Addressing the group as a family representative was Elder Allan F. Packer of the Seventy, the eldest of President and Sister Packer’s 10 children.

Boyd K. and Donna S. Packer Center for Family and Community Education is announced Wednesday, May 8, at Weber State University.

Elder Packer displayed a wooden ox-head door knocker his father had carved when the family was living in Boston, Massachusetts, in the late 1960s. From it, bronze casts have been made.

His grandfather Ira Packer once said of himself and his wife, Emma, that they were “the best team that ever pulled together.” That has become a motto for the family, Elder Packer said, and as descendants are married, they are given one of the bronze casts and a plaque that tells the story of their Packer forebears.
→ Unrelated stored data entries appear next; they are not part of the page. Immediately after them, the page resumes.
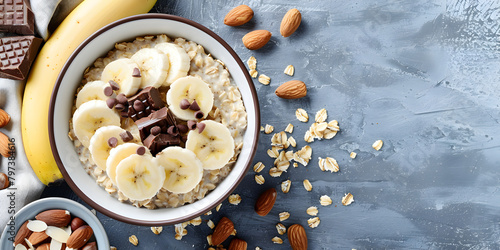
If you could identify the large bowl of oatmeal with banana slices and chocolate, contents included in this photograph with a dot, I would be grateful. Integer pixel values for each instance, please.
(159, 122)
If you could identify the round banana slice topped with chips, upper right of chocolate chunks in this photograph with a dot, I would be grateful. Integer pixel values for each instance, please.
(190, 88)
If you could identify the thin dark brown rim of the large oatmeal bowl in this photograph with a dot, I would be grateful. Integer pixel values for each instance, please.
(58, 160)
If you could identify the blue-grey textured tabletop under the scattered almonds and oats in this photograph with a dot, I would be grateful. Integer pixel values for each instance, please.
(420, 75)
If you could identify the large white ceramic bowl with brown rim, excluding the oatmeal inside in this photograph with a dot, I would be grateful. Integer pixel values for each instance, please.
(97, 45)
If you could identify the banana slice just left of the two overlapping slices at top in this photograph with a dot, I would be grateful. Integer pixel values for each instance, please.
(122, 72)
Elder Packer quoted from remarks given by President Packer in 1983 when he spoke at the graduation ceremony at Weber State. In that commencement talk, President Packer said: “Regardless of what your transcript of credit may say, one part of your education may have been neglected, leaving you developed only to a grade-school level. Now that you are graduating, you would do well to concentrate on those things that are scarcely touched on in universities in our day. For instance, you who have studied chemistry can mix a complicated formula without blowing up the chemistry lab, but have you learned to blend the ingredients of a happy marriage without having it blow up in your face? You who have studied language can now construct a proper sentence and convey even the finest shades of meaning. But will you have the ability to use that to sell unwitting customers something that they neither need nor can afford, or will you promise without quite saying so great returns on investments that are actually worthless? You who have studied accounting can keep complicated ledgers of principles of interest and increase, but do you intend to pay back your student loan?”

Elder Allan F. Packer, son of President Boyd K. and Sister Donna S. Packer, displays an ox-head door knocker, symbolic of his family’s motto of “the best team that ever pulled together.”

A video was shown that highlighted programs of the new center and featured another son, David Packer, telling of his parents’ meeting at Weber College. Of his mother’s education at the school, he said, “It was an enriching experience to broaden her horizons to see things she had not experienced previously. Our family hopes this new center is a great opportunity for individuals to participate in things that they have not done before and that they can grow and fulfill their dreams in ways they didn’t envision when they entered the program. If individuals will take advantage of those opportunities, there is no limit to what they can accomplish.”

Earlier in the program, Jack L. Rasmussen, dean of the Moyes College of Education at the university, gave examples of the positive impact of the eight community programs. “Now, as we look to the future, we want to make sure that these programs continue, that they flourish, grow, and evolve with the changing needs of those that we seek to nurture.”

University president Charles A. Wright said the new center will help the university in its three-core mission of access, learning, and community.

Alan E. Hall, chairman of the university board of trustees, introduced his wife, Jeanne, and asked her to tell of the experience she had as they were in the Brigham City Utah Temple. They had been approached by the university to help fund the center.

“I received a very distinct prompting that Alan and I would not only be able to but would help fund this center,” she said, and added tearfully to the Packers, “We as a family feel very grateful that the Lord has provided a way for us to have your names associated with this university forever. We thank you for allowing your names to be here and the great values you stand for to influence the lives of our students of our community and especially this university.”